At the current price of Rs 732, the stock is trading at a multiple of 10.3 times our estimated FY11 earnings. In today’s conference call, the management stated that the industry’s competitive intensity has gone up significantly in the past few months. It added that while the new introductory offers from its peers are ‘crazy’, these may have impacted its business to a certain extent. However, it expects things to return to normal once such offers are off the market. On the regulatory front, the management stated that it is awaiting the new government to make the necessary decisions regarding 3G spectrum.

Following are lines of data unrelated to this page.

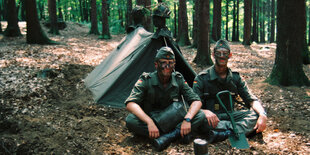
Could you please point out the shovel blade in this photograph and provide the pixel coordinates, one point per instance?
(239, 143)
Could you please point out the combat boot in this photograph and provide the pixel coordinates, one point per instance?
(165, 140)
(218, 136)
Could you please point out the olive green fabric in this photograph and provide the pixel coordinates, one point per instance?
(161, 10)
(149, 93)
(207, 84)
(221, 44)
(164, 53)
(112, 81)
(135, 125)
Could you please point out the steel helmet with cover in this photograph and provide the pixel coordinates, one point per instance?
(161, 10)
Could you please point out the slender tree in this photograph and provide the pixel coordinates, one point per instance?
(53, 17)
(247, 22)
(227, 19)
(272, 32)
(128, 13)
(0, 19)
(237, 24)
(234, 34)
(182, 38)
(93, 18)
(217, 19)
(105, 22)
(148, 22)
(262, 21)
(120, 12)
(12, 30)
(195, 23)
(288, 68)
(41, 9)
(60, 15)
(309, 25)
(35, 34)
(203, 56)
(175, 19)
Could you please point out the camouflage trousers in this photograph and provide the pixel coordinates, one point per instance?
(135, 125)
(245, 121)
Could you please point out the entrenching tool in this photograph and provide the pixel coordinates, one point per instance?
(237, 140)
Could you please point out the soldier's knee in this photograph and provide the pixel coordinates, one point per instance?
(130, 121)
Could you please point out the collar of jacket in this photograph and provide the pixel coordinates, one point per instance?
(214, 76)
(155, 79)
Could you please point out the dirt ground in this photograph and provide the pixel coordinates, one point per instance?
(46, 109)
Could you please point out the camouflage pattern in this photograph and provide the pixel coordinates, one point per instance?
(161, 10)
(164, 53)
(207, 84)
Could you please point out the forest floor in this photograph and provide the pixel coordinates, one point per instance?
(46, 109)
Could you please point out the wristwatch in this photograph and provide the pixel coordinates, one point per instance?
(263, 113)
(187, 119)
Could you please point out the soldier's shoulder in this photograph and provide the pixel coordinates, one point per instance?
(204, 72)
(145, 75)
(178, 74)
(236, 73)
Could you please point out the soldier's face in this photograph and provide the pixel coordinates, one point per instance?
(165, 67)
(159, 21)
(221, 57)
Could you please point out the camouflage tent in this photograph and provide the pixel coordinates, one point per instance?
(112, 81)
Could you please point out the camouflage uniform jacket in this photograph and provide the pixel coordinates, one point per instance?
(149, 93)
(207, 84)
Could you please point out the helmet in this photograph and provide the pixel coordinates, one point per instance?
(138, 11)
(161, 10)
(164, 53)
(221, 44)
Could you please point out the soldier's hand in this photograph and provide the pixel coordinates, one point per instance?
(261, 123)
(213, 120)
(153, 130)
(185, 128)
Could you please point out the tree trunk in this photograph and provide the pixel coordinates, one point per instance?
(120, 12)
(234, 22)
(105, 21)
(247, 22)
(5, 11)
(148, 22)
(272, 33)
(203, 56)
(262, 22)
(195, 23)
(85, 10)
(217, 17)
(237, 26)
(175, 20)
(93, 18)
(53, 17)
(128, 14)
(81, 9)
(12, 30)
(23, 10)
(183, 38)
(35, 34)
(41, 10)
(60, 15)
(227, 19)
(309, 26)
(0, 20)
(288, 68)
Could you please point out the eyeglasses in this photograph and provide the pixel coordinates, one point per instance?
(166, 64)
(221, 53)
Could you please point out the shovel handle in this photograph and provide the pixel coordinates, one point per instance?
(228, 113)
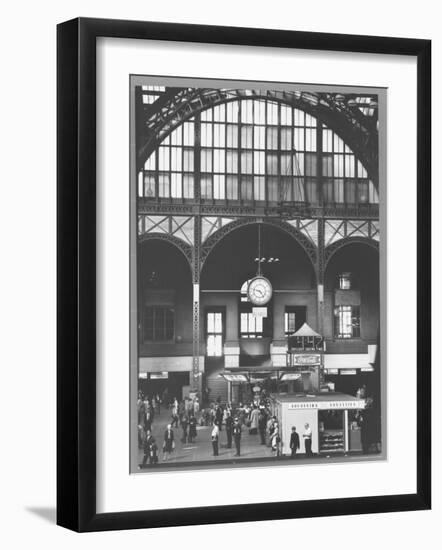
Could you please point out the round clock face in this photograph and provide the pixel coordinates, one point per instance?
(259, 291)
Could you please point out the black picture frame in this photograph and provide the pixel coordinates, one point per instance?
(76, 273)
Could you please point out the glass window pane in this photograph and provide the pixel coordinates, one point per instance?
(272, 138)
(206, 160)
(150, 162)
(362, 172)
(310, 139)
(247, 162)
(232, 187)
(188, 129)
(327, 165)
(232, 111)
(206, 187)
(188, 191)
(298, 190)
(312, 190)
(338, 190)
(338, 144)
(163, 160)
(246, 188)
(176, 137)
(259, 188)
(206, 135)
(219, 135)
(272, 113)
(311, 164)
(176, 154)
(272, 164)
(373, 194)
(219, 191)
(247, 111)
(219, 160)
(299, 117)
(286, 164)
(176, 190)
(363, 191)
(149, 185)
(327, 141)
(298, 164)
(350, 191)
(232, 162)
(259, 159)
(260, 112)
(349, 166)
(259, 137)
(163, 187)
(219, 113)
(286, 138)
(188, 160)
(232, 135)
(286, 115)
(299, 139)
(206, 115)
(338, 165)
(272, 189)
(247, 137)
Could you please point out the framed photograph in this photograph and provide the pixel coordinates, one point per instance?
(243, 247)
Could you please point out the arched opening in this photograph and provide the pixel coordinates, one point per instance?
(165, 318)
(352, 325)
(248, 336)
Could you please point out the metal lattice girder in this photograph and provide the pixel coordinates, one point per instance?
(172, 109)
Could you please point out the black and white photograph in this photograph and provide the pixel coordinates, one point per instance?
(257, 274)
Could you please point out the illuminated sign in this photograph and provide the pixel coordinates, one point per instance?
(235, 377)
(306, 359)
(290, 376)
(328, 405)
(159, 375)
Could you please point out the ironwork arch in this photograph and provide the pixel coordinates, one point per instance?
(330, 250)
(308, 246)
(184, 248)
(356, 130)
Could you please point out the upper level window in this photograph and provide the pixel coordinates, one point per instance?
(255, 150)
(345, 281)
(347, 322)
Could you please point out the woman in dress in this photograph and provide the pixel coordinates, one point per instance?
(169, 442)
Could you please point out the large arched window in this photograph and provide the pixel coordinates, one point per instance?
(255, 150)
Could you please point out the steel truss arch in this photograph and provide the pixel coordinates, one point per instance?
(184, 248)
(356, 130)
(308, 246)
(330, 250)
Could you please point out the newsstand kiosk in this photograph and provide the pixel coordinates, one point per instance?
(330, 416)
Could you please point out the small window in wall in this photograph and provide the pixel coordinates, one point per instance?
(214, 333)
(251, 325)
(294, 318)
(345, 281)
(159, 324)
(347, 322)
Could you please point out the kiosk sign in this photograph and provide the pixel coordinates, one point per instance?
(327, 405)
(300, 359)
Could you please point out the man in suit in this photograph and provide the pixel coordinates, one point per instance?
(307, 435)
(229, 430)
(215, 439)
(294, 442)
(237, 436)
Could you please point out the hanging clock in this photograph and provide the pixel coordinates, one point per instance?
(259, 291)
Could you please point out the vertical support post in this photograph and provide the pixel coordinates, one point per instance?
(320, 290)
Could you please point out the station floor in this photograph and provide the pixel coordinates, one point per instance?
(201, 449)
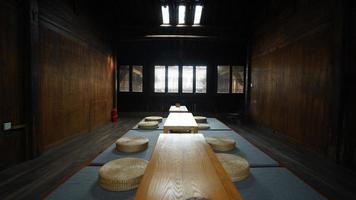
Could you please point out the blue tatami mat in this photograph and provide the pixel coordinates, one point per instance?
(245, 149)
(111, 153)
(273, 183)
(83, 185)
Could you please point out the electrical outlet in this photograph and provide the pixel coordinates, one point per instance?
(7, 126)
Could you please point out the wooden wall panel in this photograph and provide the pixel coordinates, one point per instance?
(77, 87)
(291, 73)
(12, 80)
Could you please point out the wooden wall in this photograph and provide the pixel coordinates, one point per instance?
(77, 87)
(208, 52)
(74, 85)
(292, 68)
(12, 83)
(76, 67)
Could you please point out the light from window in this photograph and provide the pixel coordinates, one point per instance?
(181, 15)
(160, 77)
(165, 14)
(200, 79)
(223, 79)
(124, 78)
(187, 79)
(173, 76)
(137, 75)
(197, 15)
(237, 85)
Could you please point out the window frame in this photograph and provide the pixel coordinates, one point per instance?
(180, 80)
(130, 78)
(230, 83)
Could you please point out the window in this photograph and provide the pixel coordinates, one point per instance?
(124, 78)
(181, 14)
(173, 76)
(135, 78)
(187, 79)
(237, 79)
(137, 75)
(223, 79)
(194, 78)
(200, 79)
(237, 85)
(160, 77)
(197, 14)
(165, 14)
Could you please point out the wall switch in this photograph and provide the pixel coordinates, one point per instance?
(7, 126)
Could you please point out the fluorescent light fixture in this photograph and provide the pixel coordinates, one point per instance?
(197, 15)
(165, 14)
(181, 16)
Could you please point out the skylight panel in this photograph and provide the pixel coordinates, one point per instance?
(181, 16)
(165, 14)
(197, 15)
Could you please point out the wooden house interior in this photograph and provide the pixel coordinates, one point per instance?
(178, 99)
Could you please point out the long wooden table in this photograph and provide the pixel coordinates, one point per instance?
(184, 166)
(180, 122)
(178, 109)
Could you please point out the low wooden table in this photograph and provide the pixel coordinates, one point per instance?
(180, 122)
(178, 109)
(184, 166)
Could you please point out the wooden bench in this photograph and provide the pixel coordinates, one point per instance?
(180, 122)
(184, 166)
(178, 109)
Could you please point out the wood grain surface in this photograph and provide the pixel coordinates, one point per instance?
(178, 109)
(184, 166)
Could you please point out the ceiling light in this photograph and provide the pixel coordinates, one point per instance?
(181, 19)
(165, 14)
(197, 15)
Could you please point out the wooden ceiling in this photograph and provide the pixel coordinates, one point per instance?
(137, 18)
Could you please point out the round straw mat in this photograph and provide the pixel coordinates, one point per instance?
(221, 143)
(200, 119)
(153, 118)
(237, 167)
(203, 126)
(122, 174)
(132, 144)
(148, 125)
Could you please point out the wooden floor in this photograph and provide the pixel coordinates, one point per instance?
(36, 178)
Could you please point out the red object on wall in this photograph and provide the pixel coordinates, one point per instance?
(114, 115)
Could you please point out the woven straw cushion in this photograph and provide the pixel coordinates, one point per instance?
(122, 174)
(132, 144)
(237, 167)
(148, 125)
(202, 126)
(153, 118)
(221, 143)
(200, 119)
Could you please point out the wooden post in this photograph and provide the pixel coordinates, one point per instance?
(33, 73)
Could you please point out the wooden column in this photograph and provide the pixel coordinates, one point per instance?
(33, 90)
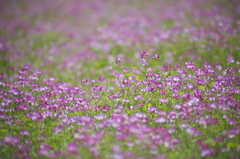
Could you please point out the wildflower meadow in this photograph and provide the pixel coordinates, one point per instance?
(120, 79)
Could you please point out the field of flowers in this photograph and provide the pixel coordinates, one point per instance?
(120, 79)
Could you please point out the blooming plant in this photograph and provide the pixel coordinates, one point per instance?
(79, 85)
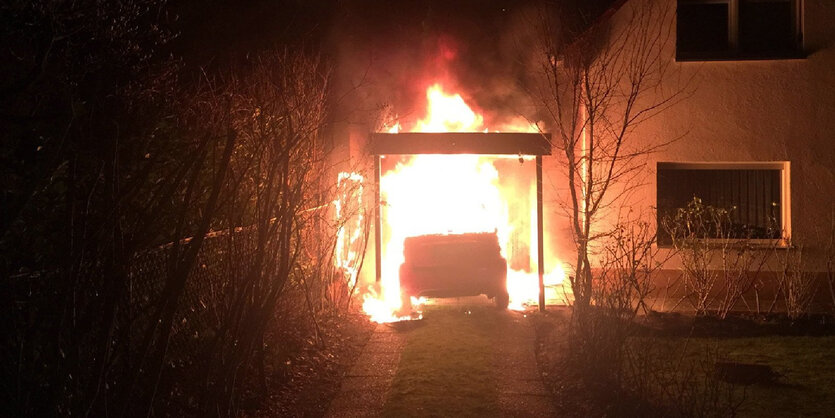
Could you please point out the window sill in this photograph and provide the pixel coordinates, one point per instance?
(757, 244)
(774, 56)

In terms of opportunity, the management is optimistic about the prospects in the rural and semi-urban markets as the level of teledensity is fairly low. It expects revenue growth to remain steady on account of two reasons – strong addition of subscribers and higher revenues from single customers (through value added services).

The company today announced its first ever equity dividend (of Rs 2 per share). While the management has not yet framed a dividend policy, it did state that this feature is likely to continue going forward. Keeping in mind that it has crossed its peak capex requirements (for spreading its presence across India), the company expects to generate free cash flows and subsequently reward its investors in return.